Some thoughts about Cruise





Cruise as in looking for sex.


Cruise as in rising ’80s star Tom Cruise, he of the aviator shades and winning grin in hot new Hollywood blockbuster Top Gun.


Cruise as in taking a journey, a passage through life – and death.


Jack Holden’s astonishing one man play packs a lot into an hour and forty minutes. It’s one gay man reaching across time to another, one generation connecting with another. It’s a portrait of gay London in the ’80s – the hedonism, the homophobia, the secret lives and safe havens with blacked out windows, the visits to Heaven and the arrival of HIV and house music.


Holden plays a wide variety of characters – a young gay switchboard volunteer, an ’80s survivor and his once hunky boyfriend, a barmaid, a couple of twinks, a drag queen with a bleak sense of humour, a camp, kindly doorman at the Colony Rooms who enjoys a spot of cottaging.


It’s a powerful performance and a physically demanding one. Holden talks, sings and dances, never pausing for more than a few seconds, making full use of the simple, versatile set with its neon lights and ladders. I kept thinking of Snakes and Ladders – a game in which you can climb all the way to the top and come crashing down with one unlucky move.
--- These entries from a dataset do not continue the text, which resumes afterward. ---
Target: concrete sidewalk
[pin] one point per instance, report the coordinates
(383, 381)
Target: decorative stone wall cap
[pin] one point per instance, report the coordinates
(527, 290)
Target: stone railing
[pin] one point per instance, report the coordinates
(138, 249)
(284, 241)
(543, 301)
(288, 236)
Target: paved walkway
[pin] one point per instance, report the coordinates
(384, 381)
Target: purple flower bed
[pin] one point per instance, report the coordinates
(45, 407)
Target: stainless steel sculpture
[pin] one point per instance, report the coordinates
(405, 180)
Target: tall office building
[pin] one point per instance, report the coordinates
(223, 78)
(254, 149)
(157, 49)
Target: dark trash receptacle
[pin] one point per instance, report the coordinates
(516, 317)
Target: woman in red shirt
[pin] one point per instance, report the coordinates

The musical score by John Patrick Elliott is superb – evocative without being intrusive, strongly suggestive of the times and feelings portrayed on stage. The dance numbers in particular have an energy that feels equal parts euphoric and elegiac. Which is exactly how it felt to me at the time – the agony and the Ecstasy, broken hearts and happy pills, songs about survival. “First I was afraid, I was petrified”, “there but for the grace of god”, “self preservation is what’s really going on today.”


But this is Holden’s show and he receives a well deserved standing ovation. I laughed, cried and left the theatre barely able to speak. On the way out, I bumped into Neil Bartlett, no stranger to groundbreaking queer performance, and fell weeping into his arms.


“It brought it all back, didn’t it?” he said.

It did – and how. I felt seen. And I doubt I’ll see a more powerful performance this year.